After I finish typesetting the meeting (it’s a lot! 388 measures!), the next bits are the opening of Act I and the connection between the Poem Duet and the meeting. Then I’ll finish the act and edit things. Let’s do this.

WF

Y’know, this is getting to be kind of fun.

I sketched out the meeting between President Adams and Captain Symmes this past week. The section will be about 10-15 minutes long, and I’m pretty happy with it. What’s great about this whole process is I get to think about how to make my music more explicitly theatrical. This should help my non-opera composing as well.
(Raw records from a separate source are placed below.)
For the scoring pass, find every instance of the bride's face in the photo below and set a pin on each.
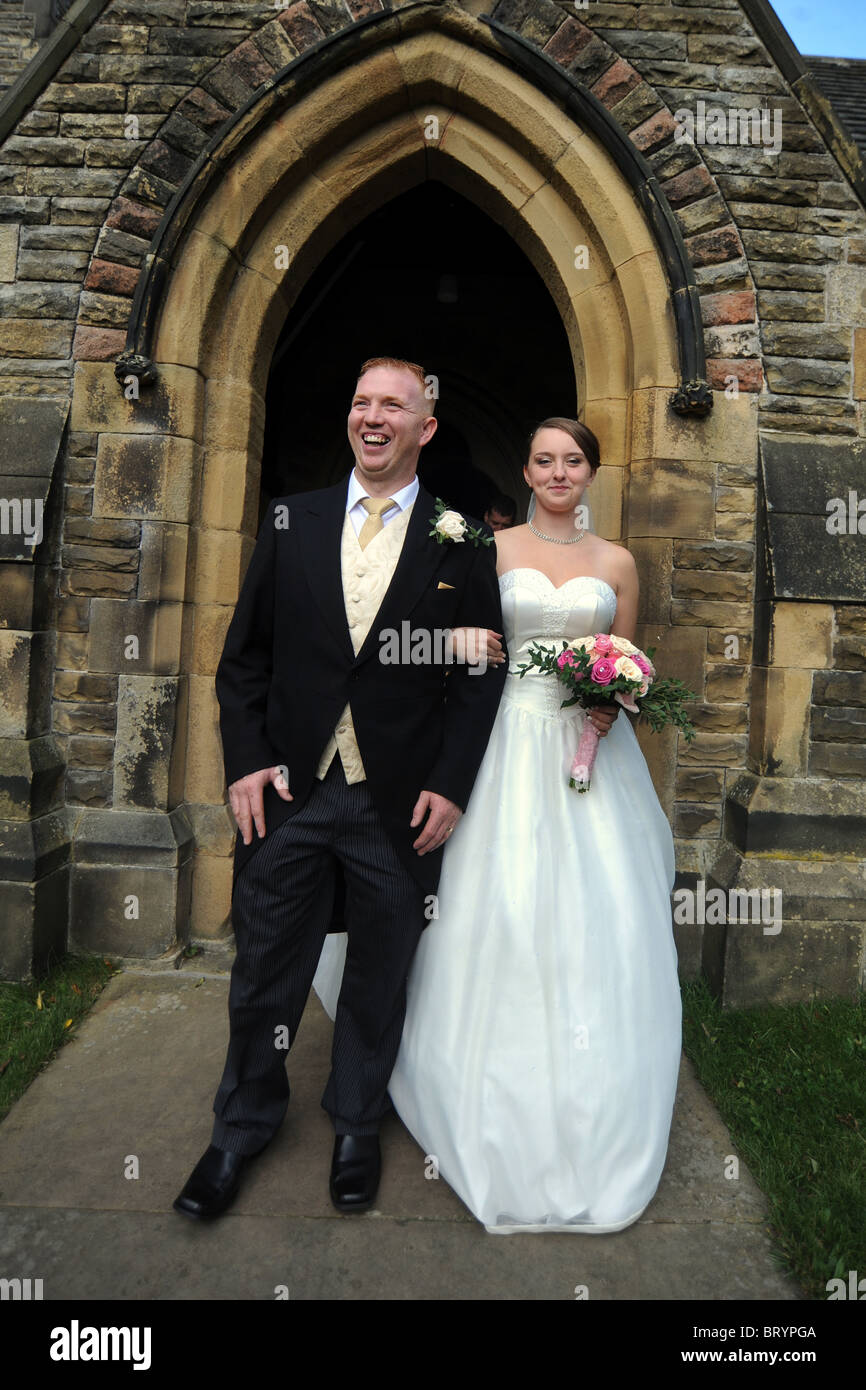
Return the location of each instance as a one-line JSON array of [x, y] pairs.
[[558, 470]]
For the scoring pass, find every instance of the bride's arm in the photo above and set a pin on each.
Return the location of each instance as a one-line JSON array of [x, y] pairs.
[[627, 590], [624, 624], [473, 644]]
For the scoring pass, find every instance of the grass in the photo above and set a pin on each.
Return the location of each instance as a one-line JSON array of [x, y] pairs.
[[790, 1083], [39, 1016]]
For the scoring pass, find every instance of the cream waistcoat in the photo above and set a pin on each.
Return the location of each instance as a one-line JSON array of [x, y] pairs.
[[366, 578]]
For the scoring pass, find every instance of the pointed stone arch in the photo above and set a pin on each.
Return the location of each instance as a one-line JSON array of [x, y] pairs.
[[213, 299]]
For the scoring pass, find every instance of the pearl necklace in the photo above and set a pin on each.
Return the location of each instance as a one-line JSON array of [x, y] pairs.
[[556, 540]]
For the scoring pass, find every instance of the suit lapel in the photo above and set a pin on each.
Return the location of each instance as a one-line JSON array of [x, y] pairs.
[[320, 540], [417, 562]]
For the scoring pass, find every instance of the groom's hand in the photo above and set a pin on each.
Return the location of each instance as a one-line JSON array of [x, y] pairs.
[[442, 819], [246, 801]]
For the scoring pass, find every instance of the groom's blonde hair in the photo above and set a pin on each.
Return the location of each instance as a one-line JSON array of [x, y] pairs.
[[401, 364]]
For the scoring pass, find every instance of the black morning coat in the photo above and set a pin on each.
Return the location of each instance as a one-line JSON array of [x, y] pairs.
[[288, 669]]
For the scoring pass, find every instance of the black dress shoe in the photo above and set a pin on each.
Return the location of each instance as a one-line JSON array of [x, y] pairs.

It has been good that I’ve been super-productive. I know dry spells are coming, but what I’ve been able to write since January 3 has been some of the best stuff I’ve ever written, and that feeling is what is going to sustain me through the inevitable dry spells. I’ve developed some other good habits too, which I hope I can keep doing even after sabbatical is over. I work out daily. Nothing big, just something to get me moving. I also practice trombone daily. Long tones (4 octaves total), lip slurs, major and minor scales, a Rochut or two (sometimes reading in tenor clef!), and if there’s anything I need to rehearse for the CLSO I’ll take a look at that. These things make a difference. They also distract me from the increasingly-deep snowpile in my yard.

Everyone stay safe out there. Get your shots. Wear a mask. Keep your distance. I want you all to be around and healthy for the premiere of this thing!